Water above, below. The boat shifting as we do. Music in my head, songs from the other night. The studio, lit by candles and street lights. Our bare feet against the red wood of the floor as we back up slowly, step by step, away from each other. Running, the sensation of wind indoors. Running without mercy. No reason to flinch, he’ll fall away before I do. He will or get hit. I’ve never done this before, but it feels right. Spontaneous and elemental, my hands on his, we’re dancing again. He fell away, I twisted, we caught wrists. I’d forgotten what it was like to trust someone like this, drowning in the realization of equality. Strangled singing, my voice rising in harmony, wrapped in too many memories. I fade out only to pour back in. Reading by a lantern, insisting he write. His staring whispers to me.
Oh, that evening. That hotel. That city, this one. That damaged morning, this damaged heart.
“We live in our souls as in an unmapped region, a few acres of which we have cleared for our habitation; while of the nature of those nearest us we know but the boundaries that march with ours.”
Edith Wharton, ‘The Touchstone’, 1900
I’m always healing with what isn’t mine, always rubbing cat-like against the ankles of unlikely electricity, always wondering when it will be my turn. I’m a second-hand store princess, worn velvet and pretty hair, glassy eyes gathered into loving arms then left on the bus. The image of country sliding past is an easy one. I have years of it, my head smudging the cold window. My breath a slight fog. Towns made of match-boxes piled into general stores, lonely gas-stations bricked up with unhappy marriages and wrong turns, freckle-faced counters, cheap coffee-ring bracelets, where did we think we were going? Trestle bridges of broken teeth, snapped off ill-guided passion tied with hanks of the promises we thought were important before we got bitter.

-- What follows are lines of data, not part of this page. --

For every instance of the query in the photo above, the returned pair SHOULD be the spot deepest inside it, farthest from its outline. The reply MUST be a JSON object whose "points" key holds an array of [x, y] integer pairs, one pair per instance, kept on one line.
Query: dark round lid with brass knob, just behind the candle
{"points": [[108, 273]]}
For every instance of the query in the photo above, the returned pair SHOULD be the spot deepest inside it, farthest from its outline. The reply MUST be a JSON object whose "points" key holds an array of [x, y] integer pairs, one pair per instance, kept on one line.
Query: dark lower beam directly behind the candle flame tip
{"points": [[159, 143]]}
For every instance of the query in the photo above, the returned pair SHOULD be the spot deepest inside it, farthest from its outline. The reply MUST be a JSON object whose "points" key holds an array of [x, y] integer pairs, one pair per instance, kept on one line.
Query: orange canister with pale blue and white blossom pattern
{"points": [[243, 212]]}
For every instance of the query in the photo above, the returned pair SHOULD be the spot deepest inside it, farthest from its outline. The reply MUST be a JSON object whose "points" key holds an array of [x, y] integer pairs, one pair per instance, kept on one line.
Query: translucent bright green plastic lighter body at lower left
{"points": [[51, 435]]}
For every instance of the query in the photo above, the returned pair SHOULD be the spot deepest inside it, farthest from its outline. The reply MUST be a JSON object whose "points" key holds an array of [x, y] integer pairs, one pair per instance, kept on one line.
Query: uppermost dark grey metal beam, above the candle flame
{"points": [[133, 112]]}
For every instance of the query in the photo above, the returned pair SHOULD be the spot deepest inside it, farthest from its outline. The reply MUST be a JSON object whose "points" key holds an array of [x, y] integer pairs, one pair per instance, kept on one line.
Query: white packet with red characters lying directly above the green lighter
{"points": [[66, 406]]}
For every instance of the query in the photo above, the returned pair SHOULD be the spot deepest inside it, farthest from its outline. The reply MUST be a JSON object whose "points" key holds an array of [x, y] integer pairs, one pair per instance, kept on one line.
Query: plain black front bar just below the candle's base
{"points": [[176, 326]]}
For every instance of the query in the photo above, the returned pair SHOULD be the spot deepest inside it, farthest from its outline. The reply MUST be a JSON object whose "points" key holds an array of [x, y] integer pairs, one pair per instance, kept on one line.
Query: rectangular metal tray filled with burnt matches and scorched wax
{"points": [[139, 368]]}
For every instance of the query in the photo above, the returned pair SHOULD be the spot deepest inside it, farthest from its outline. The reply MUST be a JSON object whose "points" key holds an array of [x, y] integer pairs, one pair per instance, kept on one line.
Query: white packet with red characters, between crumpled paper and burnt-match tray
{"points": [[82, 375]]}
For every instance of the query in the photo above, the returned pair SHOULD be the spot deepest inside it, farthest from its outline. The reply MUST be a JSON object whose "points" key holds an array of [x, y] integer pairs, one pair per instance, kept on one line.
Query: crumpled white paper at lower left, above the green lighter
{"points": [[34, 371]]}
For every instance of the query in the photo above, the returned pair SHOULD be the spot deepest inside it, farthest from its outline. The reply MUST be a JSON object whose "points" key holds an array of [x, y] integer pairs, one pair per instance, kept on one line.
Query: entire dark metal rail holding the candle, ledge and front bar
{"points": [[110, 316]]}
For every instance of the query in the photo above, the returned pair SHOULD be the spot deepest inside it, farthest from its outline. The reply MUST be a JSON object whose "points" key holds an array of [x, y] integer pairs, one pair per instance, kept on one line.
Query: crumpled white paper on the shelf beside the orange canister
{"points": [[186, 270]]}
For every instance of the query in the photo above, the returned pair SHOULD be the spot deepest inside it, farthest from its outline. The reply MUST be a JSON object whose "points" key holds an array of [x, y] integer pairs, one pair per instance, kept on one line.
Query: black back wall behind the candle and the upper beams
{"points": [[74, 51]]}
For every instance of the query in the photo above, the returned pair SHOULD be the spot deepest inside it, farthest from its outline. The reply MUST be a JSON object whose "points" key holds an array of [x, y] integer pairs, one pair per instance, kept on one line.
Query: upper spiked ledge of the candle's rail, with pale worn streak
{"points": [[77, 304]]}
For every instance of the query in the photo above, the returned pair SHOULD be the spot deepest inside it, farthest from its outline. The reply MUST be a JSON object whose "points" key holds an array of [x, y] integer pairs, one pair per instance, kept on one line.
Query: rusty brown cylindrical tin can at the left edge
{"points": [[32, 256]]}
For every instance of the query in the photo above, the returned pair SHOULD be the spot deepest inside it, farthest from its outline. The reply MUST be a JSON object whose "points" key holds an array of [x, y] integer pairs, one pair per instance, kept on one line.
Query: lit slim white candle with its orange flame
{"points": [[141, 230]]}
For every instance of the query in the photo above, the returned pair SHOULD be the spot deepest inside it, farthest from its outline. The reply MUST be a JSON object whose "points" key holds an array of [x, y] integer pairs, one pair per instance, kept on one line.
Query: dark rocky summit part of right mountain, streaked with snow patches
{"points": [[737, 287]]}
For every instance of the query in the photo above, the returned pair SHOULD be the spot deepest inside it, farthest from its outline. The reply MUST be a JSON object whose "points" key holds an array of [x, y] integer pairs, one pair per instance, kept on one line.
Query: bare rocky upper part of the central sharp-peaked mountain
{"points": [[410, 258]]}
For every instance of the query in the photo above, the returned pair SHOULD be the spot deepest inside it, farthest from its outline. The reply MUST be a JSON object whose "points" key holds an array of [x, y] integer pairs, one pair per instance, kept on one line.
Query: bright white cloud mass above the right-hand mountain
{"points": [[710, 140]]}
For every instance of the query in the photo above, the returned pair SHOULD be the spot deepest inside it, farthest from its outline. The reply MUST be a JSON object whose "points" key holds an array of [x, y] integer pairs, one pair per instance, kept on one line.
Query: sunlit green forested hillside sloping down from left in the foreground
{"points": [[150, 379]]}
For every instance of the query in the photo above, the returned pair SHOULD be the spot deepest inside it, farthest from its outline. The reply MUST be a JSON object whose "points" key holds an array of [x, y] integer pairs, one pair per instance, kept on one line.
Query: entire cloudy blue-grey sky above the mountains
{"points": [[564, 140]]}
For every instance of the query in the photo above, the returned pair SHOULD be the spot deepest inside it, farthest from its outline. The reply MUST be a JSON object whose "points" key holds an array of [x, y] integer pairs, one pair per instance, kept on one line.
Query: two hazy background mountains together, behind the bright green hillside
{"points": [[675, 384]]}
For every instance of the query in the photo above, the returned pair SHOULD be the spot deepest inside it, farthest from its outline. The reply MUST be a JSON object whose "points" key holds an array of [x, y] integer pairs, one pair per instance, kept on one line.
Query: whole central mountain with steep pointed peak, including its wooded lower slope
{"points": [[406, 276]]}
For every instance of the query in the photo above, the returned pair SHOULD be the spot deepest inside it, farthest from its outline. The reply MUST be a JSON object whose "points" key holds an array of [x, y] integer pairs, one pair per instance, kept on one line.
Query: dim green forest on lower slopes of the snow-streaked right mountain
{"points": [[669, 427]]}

Standing on the window sill, a tensegrity structure made of arms and legs, I turn to him and say, “We are that movie we don’t like to watch.” It’s true, we’re a musical. Rent, a friends getting together kind of film. Something we may have never seen but we know by heart. Terrifying, if I let myself think about it. Resurfacing.

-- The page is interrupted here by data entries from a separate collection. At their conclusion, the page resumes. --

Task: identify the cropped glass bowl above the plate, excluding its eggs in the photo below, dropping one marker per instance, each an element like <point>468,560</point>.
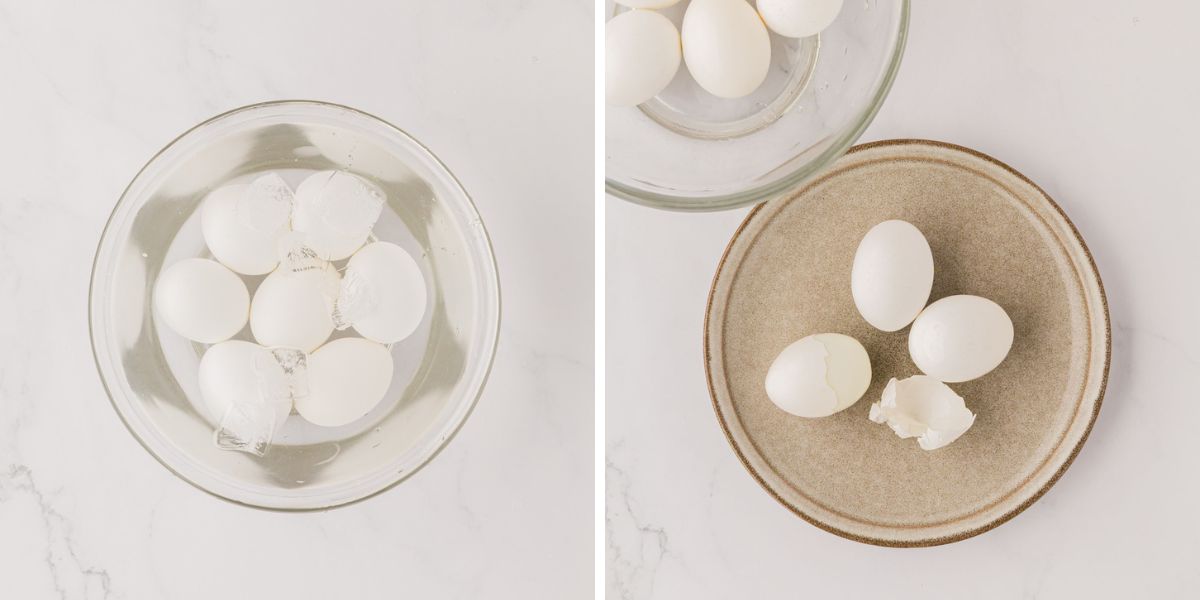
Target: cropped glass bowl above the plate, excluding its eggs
<point>687,149</point>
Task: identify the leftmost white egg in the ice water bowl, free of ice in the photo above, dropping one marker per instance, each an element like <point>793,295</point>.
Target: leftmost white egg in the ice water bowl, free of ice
<point>202,301</point>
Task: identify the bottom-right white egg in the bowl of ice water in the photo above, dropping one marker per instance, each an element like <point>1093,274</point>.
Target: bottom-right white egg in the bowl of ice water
<point>347,379</point>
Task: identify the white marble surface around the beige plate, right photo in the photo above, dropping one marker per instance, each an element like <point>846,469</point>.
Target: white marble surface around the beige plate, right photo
<point>1096,101</point>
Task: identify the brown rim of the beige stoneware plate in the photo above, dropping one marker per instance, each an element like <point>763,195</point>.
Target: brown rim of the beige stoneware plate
<point>1023,506</point>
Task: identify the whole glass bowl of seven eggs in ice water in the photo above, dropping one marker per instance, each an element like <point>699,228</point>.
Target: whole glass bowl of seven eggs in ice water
<point>295,305</point>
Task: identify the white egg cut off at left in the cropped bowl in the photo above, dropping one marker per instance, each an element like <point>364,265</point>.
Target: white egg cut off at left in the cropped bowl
<point>641,57</point>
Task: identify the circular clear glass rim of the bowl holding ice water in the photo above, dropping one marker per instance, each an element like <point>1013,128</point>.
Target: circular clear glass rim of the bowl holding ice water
<point>491,311</point>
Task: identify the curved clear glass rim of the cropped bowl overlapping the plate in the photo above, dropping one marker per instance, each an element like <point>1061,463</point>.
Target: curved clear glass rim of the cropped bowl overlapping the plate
<point>765,193</point>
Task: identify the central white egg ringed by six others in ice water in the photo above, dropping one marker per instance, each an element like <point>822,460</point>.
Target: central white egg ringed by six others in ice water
<point>295,309</point>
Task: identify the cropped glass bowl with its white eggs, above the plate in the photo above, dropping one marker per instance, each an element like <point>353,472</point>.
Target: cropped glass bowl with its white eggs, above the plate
<point>715,105</point>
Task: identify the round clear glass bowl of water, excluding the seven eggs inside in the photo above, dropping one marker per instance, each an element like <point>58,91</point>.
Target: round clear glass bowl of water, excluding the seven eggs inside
<point>151,373</point>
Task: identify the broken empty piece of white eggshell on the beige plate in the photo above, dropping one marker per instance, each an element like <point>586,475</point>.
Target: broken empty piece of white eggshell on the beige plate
<point>925,409</point>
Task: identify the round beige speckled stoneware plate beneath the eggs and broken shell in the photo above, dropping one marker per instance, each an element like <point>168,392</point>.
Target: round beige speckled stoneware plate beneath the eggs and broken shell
<point>994,233</point>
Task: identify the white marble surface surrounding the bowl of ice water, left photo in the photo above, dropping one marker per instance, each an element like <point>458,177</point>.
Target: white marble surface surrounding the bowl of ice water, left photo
<point>502,92</point>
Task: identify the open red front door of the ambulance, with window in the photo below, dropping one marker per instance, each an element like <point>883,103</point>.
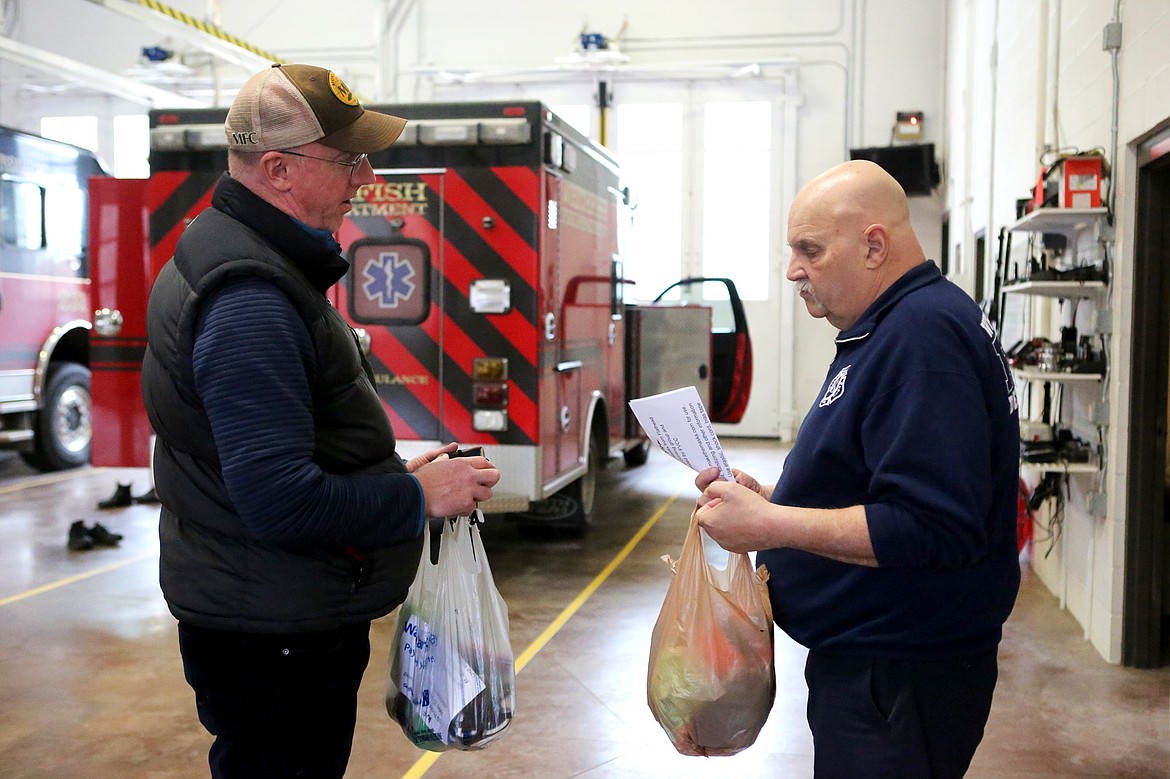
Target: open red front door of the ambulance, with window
<point>732,364</point>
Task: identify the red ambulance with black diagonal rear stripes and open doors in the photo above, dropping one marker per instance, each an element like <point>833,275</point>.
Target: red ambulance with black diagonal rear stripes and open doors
<point>487,286</point>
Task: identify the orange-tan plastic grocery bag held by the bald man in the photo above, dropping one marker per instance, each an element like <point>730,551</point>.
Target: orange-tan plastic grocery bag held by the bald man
<point>712,678</point>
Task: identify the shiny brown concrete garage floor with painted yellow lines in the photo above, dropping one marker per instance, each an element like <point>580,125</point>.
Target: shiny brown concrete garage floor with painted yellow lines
<point>92,684</point>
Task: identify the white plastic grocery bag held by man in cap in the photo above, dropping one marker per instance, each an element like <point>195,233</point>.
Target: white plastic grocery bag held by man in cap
<point>452,672</point>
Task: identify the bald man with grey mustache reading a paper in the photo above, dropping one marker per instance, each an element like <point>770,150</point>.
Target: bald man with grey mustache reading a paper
<point>890,536</point>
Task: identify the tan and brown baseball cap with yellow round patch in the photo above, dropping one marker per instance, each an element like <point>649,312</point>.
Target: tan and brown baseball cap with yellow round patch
<point>292,105</point>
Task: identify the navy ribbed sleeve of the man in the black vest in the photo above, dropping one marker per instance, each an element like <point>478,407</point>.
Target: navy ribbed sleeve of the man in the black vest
<point>253,366</point>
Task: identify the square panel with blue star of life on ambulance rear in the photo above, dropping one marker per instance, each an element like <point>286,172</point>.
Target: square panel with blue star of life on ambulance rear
<point>390,282</point>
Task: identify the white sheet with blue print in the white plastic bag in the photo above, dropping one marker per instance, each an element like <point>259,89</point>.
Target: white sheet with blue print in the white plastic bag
<point>429,668</point>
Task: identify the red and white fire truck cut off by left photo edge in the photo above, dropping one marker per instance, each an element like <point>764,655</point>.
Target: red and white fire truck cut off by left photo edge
<point>45,371</point>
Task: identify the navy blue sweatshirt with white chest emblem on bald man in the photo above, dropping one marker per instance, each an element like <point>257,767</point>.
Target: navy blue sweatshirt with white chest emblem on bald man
<point>917,422</point>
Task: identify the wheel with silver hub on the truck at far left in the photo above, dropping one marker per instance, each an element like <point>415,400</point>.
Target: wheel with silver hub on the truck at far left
<point>64,429</point>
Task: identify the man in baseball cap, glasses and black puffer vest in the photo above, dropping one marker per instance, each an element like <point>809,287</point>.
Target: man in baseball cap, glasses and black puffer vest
<point>288,520</point>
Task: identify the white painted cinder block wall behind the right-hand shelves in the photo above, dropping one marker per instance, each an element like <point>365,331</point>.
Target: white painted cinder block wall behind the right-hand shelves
<point>1022,77</point>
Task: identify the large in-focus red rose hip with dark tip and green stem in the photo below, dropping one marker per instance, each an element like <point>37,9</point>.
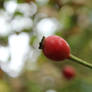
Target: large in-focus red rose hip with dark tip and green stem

Water above, water below. Feel free to go into all the rooms of this house, but for this one. That is all I ask of you. “Thank you for letting me love you.” There was no rain when we sat in the window a story above the street. When we waved, it was through clear air. Though no one returned the gesture, we were happy, a cinematic moment trapped in amber hair. Warm with the lights out, violin playing, rock music, movements curving into themselves, leaving us on the couch, shedding monochrome lives for one perfect night, describing one thousand miniscule pains and comforts in blurry detail.